Ünlü ekonomist Daron Acemoğlu, Türkiye’nin ekonomisi hakkında yaptığı değerlendirmelerle dikkatleri bir kez daha üzerine çekti.

Acemoğlu, sosyal medya hesabı üzerinden yaptığı paylaşımda Türkiye’nin ekonomik problemlerinin yapısal olduğunu ve bu sorunlara yanıt getirecek bir yaklaşımın olmadığını belirtti. Ayrıca, Türkiye’nin önündeki en büyük tehlikenin “böyle vasat bir şekilde devam etmesi” olduğunu vurguladı.

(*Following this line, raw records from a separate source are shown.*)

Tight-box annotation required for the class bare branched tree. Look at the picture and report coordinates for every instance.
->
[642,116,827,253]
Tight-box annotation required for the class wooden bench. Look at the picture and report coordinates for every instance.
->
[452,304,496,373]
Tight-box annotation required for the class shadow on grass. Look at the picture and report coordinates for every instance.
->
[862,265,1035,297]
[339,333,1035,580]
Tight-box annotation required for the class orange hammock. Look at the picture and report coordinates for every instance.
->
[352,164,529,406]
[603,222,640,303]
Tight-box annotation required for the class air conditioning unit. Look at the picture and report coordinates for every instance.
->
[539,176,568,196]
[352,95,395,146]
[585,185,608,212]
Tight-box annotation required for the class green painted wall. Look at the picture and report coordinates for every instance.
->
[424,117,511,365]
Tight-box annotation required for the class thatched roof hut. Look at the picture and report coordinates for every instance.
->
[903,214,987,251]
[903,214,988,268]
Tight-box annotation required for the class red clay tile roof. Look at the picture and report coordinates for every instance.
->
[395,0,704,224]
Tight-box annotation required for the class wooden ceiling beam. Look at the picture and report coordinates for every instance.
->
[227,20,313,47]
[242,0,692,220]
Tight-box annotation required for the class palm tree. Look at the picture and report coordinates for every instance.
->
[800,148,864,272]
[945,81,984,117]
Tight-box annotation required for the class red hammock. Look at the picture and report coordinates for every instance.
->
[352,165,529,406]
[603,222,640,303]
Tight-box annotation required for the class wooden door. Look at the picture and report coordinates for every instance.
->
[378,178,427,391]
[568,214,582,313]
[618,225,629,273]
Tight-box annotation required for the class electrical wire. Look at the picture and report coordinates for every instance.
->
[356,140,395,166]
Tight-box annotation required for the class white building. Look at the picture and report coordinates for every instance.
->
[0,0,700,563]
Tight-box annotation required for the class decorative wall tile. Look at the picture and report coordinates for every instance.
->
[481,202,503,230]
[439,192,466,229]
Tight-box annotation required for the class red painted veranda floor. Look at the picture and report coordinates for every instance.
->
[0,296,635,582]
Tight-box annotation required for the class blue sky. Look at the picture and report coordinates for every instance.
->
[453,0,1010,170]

Acemoğlu, Mehmet Şimşek’in atanmasından sonra yabancı ve Türk yatırımcıların daha iyimser bir yaklaşım sergilediğini belirten Acemoğlu, rasyonel politikaların Türk ekonomisine katkıda bulunabileceğini ifade etti. Ancak bu yaklaşımın Türkiye’nin ekonomik sorunlarına çözüm getirmesinin gerçekçi olup olmadığı konusunda şüpheleri olduğunu dile getirdi.

Acemoğlu, Türkiye’deki ekonomik problemlerin yapısal olduğunu vurgulayarak, Türkiye’nin son yıllarda düşük kaliteli bir büyüme kaydettiğini ve teknolojik ilerlemenin ve verimliliğin çok az arttığı bir durumda olduğunu ifade etti. Faiz oranlarının düşük reel faizlerden daha az negatif seviyelere çıkmasının bu yapısal sorunlara büyük bir katkı sağlamayacağını belirtti. Türk ekonomisinin potansiyelinin yüksek olduğunu ve daha kaliteli bir şekilde büyüme gösterebileceğini söyledi. Genç nüfus, girişimcilik potansiyeli ve üretkenlik artışı gösteren şirketler gibi faktörlerin Türkiye için önemli bir potansiyel oluşturduğunu ifade etti.

Acemoğlu, Türkiye’nin önündeki en büyük tehlikenin “böyle vasat bir şekilde devam etmesi” olduğunu vurguladı. Bu potansiyelin gerçeğe dönüştürülmesi için kurumsal reformlara ihtiyaç olduğunu belirtti. Yolsuzluğun azaltılması, rekabetin artırılması, politik belirsizliğin azaltılması ve yargı kurumlarının iyileştirilmesi gibi önlemlerin önemli olduğunu ifade etti. Ayrıca, teknoloji, eğitim ve işçilerin üretkenliğine yapılan yatırımların da büyük önem taşıdığını belirtti. Türkiye’nin düşük kaliteli büyüme ile birkaç on yıl daha devam etmesinin potansiyelinin kaybedilmesi anlamına geleceğini ve bu süre zarfında nüfusun yaşlanmaya başlayacağını ve yapay zeka gibi teknolojilerin Türkiye’yi daha da geride bırakabileceğini ifade etti.